With very full days and a huge variety of landscapes, it felt like we had covered an insane amount in just our first week. It was fair to say that I wasn’t questioning Ricki’s tour choice any longer.
Tash’s Treats
Courtesy of the homestays and local visits arranged by G Adventures, we were able to experience a myriad of cultures that make up Central Asia.
There were Chinese noodle soups, Russian stroganoff and Uyghur Muslim stews and breads. Accompaniments like boursaki (fried dough) or snacking foods like samsa (just as the name sounds, like samosas). Even the appearance of these meals was a feast for the eyes, as our hosts often went to town setting the table. Usually it would be finished off with melon and a variety of Kyrgyz and Kazakh pick and mix, to this sweet-tooth’s delight.



Chinese and Uyghur dining, including a very happy host. Photo credits: Anne Robinson and Marlene Fogel
For a true taste of Central Asia, we also had to try the region’s meat delicacy, and gave horse a go for the first time (assuming Tesco didn’t get to us in the 2010s). The horse and noodle stew was tasty at first, but despite being quite lean, a fattiness in the broth became a little cloying after a while.

For the most part, drinks were either black or green tea. However as part of our city tour, Ivan had us try chalap and maksym. Both are fermented drinks. One tasting like beer milkshake. The other tasting like curdled beer. Pick your poison.

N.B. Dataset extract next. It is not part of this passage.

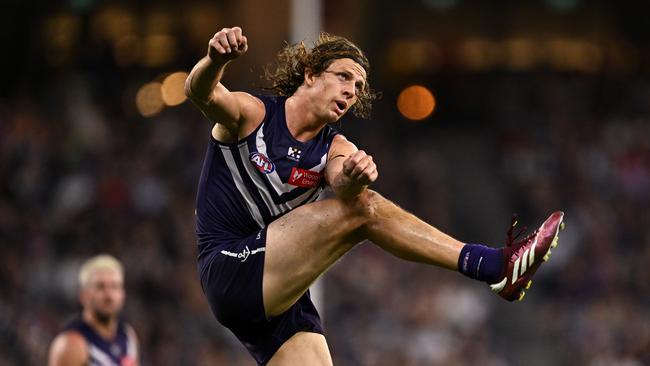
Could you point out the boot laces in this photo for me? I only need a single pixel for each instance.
(511, 239)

And on that note, we come to possibly the worst thing I’ve tried tasted all year: kurt. For some reason, when Jenni mentioned “those little things are quite unpleasant”, I had a “don’t press the big red button” moment, and put the whole innocuous looking white, crumbly thing in my mouth. Little ball, big mistake. It’s a cheesy snack revered by nomads, but soooo salty. Any discernible flavour was completely wiped out, as well as, it felt like, 35% of my taste buds. While some do snack on them, others (sane people) use them more often as a seasoning. Personally I won’t be trying this, as I think I’ve used up my life’s allowance of them in one go.